Jako członkowi Jury, było mi bardzo ciężko podjąć się miarodajnej oceny much przedstawionych przez zawodników. Nie jest bowiem łatwo wskazać ciekawszą imitację, patrząc na nią zarówno pod kątem praktycznego zastosowania jak i prawidłowości wykonania czy trafności doboru materiałów. Trzech członków jury miało zatem za zadanie ocenę jednego tylko parametru muchy. Jerzy Łucki – znany nie tylko na Podlasiu praktyk muchowego rzemiosła, miał za zadanie wskazać trzy muchy, które najchętniej widziałby w swoim pudełku. Wskazał więc muchy, które ze względu na konstrukcję i prawidłowość wykonania byłyby najbardziej przydatne podczas majowej rójki. Tomasz Gawroński – człowiek, który wykonywał sztuczne muchy w wielu dziwnych miejscach i okolicznościach (sam go nawet raz przyłapałem w momencie rozkładania warsztatu i materiałów oraz przykręcania muchowego imadła do stolika restauracji w Łebie) oceniał złożoność konstrukcyjną oraz prawidłowość doboru materiałów. Niżej podpisany, jako rozjemca, miał za zadanie rozsądzić spory Jerzego i Tomasza i poprzeć (lub zanegować) opinię pozostałych członków jury w kwestiach praktycznego zastosowania muszki oraz jej proporcji i kunsztu wykonania. W czasie trwania mistrzostw, członkowie Jury nie mieli prawa przyglądać się zmaganiom, by ocena przedstawionych much nie była stronnicza.
Przygotowanie trzech imitacji jętek majowych zajęło profesjonalistom około 50 minut. W tym czasie obserwatorzy bacznie przyglądali się sposobom mocowania ogonka i nawijania jeżynki. Po zakończeniu, do imadeł profesjonalistów zasiedli sympatycy. Była to dobra okazja, by przekonać się, że własnoręczne wykonanie sztucznej muchy jest bardzo proste. Korzystając z rad doświadczonych wykonawców, nasi goście wykonali swoje muszki – imitacje pijawki.
Na sam koniec, tytułem żartu oraz w celu sprawdzenia kreatywności naszych krętaczy, rozpoczęliśmy kategorię „King Size”, w której zawodnicy mieli za zadanie wykonać jak największą sztuczną muchę. Zmagania były tym ciekawsze, że nagrodą była sponsorowana przez Macieja Maksimowicza butelka przedniej szkockiej whisky.

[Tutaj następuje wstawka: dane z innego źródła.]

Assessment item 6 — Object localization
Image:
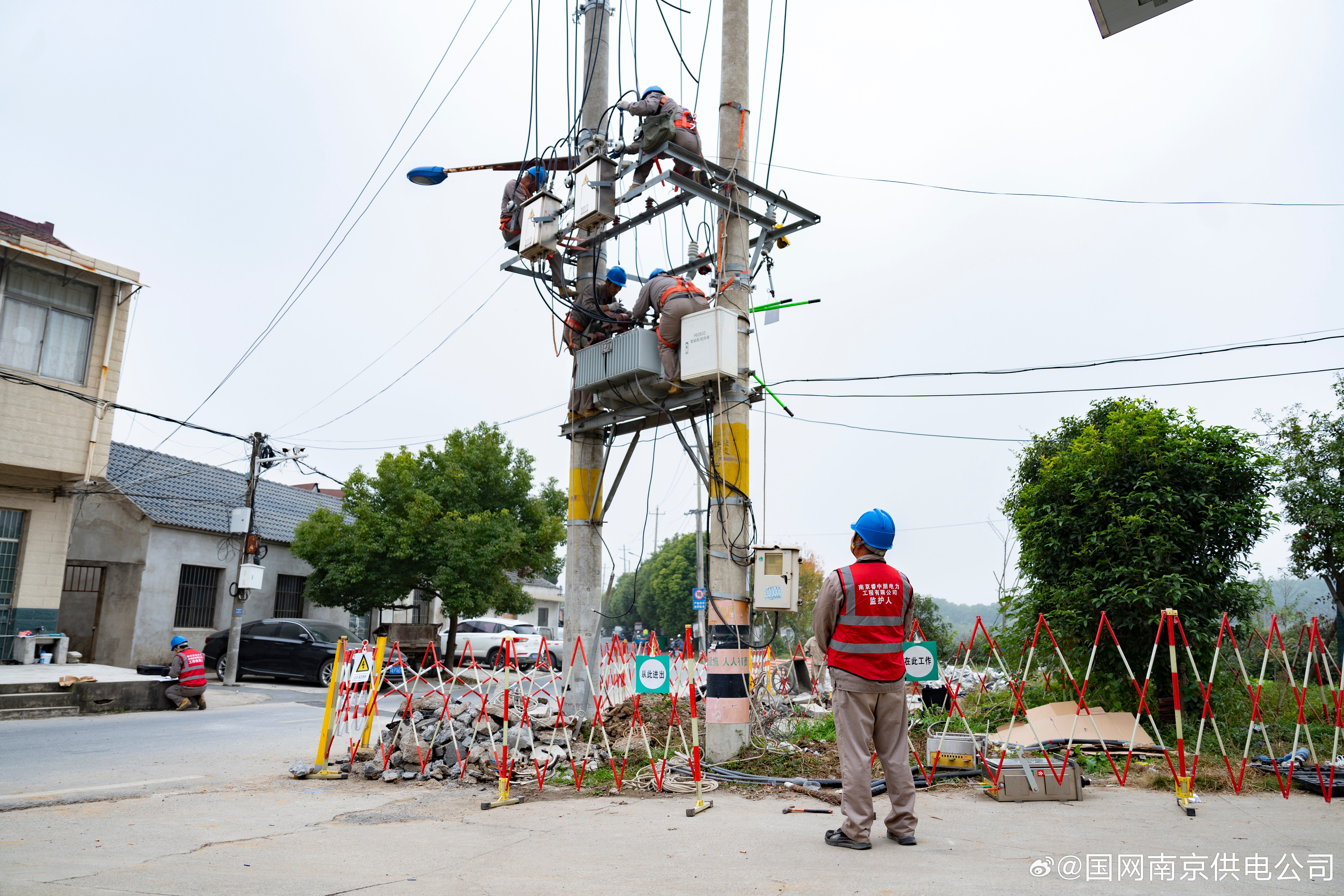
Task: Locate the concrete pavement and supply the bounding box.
[0,775,1344,896]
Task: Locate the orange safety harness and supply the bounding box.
[653,277,708,348]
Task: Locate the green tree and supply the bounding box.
[1261,376,1344,631]
[1004,398,1276,708]
[602,532,708,638]
[292,423,566,657]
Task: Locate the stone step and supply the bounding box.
[0,688,79,709]
[0,707,79,721]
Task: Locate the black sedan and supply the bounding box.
[204,619,355,685]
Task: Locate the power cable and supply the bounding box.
[780,367,1344,398]
[780,165,1344,208]
[278,279,508,439]
[173,0,489,419]
[770,334,1344,394]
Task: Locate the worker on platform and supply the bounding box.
[164,634,206,709]
[564,266,629,422]
[630,267,710,395]
[616,85,708,196]
[812,509,919,849]
[500,165,574,297]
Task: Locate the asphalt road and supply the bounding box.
[0,680,567,811]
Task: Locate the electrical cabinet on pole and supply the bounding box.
[563,0,610,719]
[704,0,751,763]
[223,432,265,688]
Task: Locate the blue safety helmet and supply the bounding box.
[849,508,896,551]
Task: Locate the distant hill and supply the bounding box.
[934,598,999,639]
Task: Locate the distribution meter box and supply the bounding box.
[517,189,563,261]
[751,544,802,613]
[238,563,266,591]
[574,156,616,230]
[680,308,738,385]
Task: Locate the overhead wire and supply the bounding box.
[778,165,1344,208]
[780,367,1344,398]
[770,330,1344,387]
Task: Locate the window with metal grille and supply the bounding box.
[272,575,308,619]
[172,563,219,629]
[0,511,23,658]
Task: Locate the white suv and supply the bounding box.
[440,618,560,669]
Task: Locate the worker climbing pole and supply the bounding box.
[704,0,753,763]
[564,0,610,719]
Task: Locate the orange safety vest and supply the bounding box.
[177,647,206,688]
[659,94,695,130]
[827,562,914,681]
[653,277,708,348]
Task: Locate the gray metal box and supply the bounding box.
[985,756,1083,803]
[574,329,663,392]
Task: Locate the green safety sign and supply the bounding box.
[902,641,938,681]
[634,657,672,693]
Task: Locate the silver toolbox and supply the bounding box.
[574,329,663,392]
[985,756,1083,803]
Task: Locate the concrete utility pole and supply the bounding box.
[687,480,707,653]
[223,432,265,688]
[563,0,610,719]
[704,0,751,763]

W kategorii Profesjonalista zwyciężył Jędrzej Grygoruk. Zdobył on tytuł Mistrza Krętaczy 2010. Wykonane przez Jędrzeja jętki zdobyły największe uznanie Jury. Drugie miejsce i tytuł Pierwszego Vicemistrza Krętaczy 2010 zdobył Tomasz Gołembiowski. Trzecie miejsce i tytuł Drugiego Vicemistrza Krętaczy 2010 zdobyłPaweł Fiedorczuk.
W kategorii Sympatyk, tytuł Mistrzunia Krętaczy zdobył Mateusz Supronowicz. Tytuł Vicemistrzunia Krętaczy zdobył Piotr Żeruń, a tytuł Drugiego Vicemistrzunia Krętaczy zdobył Hubert Puziuk. Trzeba jednak stwierdzić, że muchy wykonane przez sympatyków były profesjonalnymi imitacjami, które każdy puszkarz chciałby mieć w swoim pudełku, a niejeden pstrąg w nożyczkach.